The Artemis II Astronauts Are (Literally) in Deep Shit

“It’s an issue with dumping the waste out of the toilet,” Flight Director Judd Frieling said. The problem was pretty specific: a frozen blockage in the vent line. Apparently, we’re talking about frozen urine here, which—well, it’s not exactly what you imagine when you think of pioneering space exploration.
I honestly find it fascinating that a room full of the absolute smartest engineers—people who spend their days calculating orbital mechanics and managing multi-billion dollar supercomputers—were suddenly forced to brainstorm how to thaw out a frozen pipe of human waste. Our best minds, just staring at screens, trying to figure out how to warm up, you know, piss. It’s beautiful in a very weird, grounded way.
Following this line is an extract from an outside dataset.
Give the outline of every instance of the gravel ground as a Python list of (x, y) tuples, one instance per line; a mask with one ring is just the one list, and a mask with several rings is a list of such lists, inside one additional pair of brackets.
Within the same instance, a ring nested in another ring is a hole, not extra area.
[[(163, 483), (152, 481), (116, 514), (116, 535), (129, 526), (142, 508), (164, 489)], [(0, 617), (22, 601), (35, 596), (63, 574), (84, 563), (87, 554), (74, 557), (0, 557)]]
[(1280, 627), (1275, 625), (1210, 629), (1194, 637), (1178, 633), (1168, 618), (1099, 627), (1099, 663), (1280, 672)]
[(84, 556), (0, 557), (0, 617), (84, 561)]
The smell of cold coffee is still lingering in the newsroom as I write this, and it’s a sharp reminder that even in space, biology catches up to you.
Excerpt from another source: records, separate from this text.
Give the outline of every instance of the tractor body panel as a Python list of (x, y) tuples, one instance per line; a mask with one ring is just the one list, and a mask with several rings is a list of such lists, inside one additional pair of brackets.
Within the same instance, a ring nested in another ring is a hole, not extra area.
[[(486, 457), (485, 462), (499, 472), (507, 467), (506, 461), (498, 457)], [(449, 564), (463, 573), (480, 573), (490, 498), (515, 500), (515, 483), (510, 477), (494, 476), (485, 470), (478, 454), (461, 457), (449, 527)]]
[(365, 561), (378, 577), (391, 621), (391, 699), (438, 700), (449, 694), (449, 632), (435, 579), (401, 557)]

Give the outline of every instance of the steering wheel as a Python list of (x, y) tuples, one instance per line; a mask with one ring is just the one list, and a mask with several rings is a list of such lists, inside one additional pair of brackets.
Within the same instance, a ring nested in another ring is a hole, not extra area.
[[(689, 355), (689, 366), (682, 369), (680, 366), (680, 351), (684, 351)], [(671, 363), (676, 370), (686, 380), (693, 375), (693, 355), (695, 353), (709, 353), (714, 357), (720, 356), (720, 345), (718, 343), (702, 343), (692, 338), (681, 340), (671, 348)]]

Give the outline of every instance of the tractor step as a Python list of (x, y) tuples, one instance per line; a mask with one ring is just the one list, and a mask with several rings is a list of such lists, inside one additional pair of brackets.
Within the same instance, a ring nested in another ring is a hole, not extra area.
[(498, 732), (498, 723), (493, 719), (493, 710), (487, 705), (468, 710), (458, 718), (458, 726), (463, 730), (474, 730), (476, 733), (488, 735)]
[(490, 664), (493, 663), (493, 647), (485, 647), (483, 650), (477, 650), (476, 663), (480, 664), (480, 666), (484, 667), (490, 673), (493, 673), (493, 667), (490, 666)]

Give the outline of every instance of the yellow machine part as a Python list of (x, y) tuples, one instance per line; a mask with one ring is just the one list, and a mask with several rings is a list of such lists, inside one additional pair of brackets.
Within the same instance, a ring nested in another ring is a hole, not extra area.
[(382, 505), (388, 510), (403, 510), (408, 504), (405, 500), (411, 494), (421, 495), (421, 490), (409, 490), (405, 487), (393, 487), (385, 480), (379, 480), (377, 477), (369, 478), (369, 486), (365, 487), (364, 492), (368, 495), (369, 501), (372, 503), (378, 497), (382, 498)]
To handle the clog, the astronauts tried rotating the craft toward the sun. A bit of solar heating, right? It was partially successful, but not quite enough for the full system. Actually, I think it was more of a partial fix—only for the liquid waste side, really. For the other stuff… wait, what was the phrasing? “For fecal use only,” they said. It stayed blocked until Sunday night.
All bowel systems go!
Finally, Mission Control confirmed the pipes were clear. Jacki Mahaffey told the crew they were “go for all types of use of the toilet.” It’s funny, the relief in her voice was palpable through the comms. You spend years preparing for deep space, and then you’re stuck in a literal stand-off with a clogged pipe in the middle of a void. Is that progress? Maybe. Maybe not. Science is messy.
If you’re interested—which I can’t imagine you really are, but here we are—there’s a video of them finally dumping the waste into space. It’s just… there it goes. Into the dark. I guess that’s what we call space exploration these days. Science!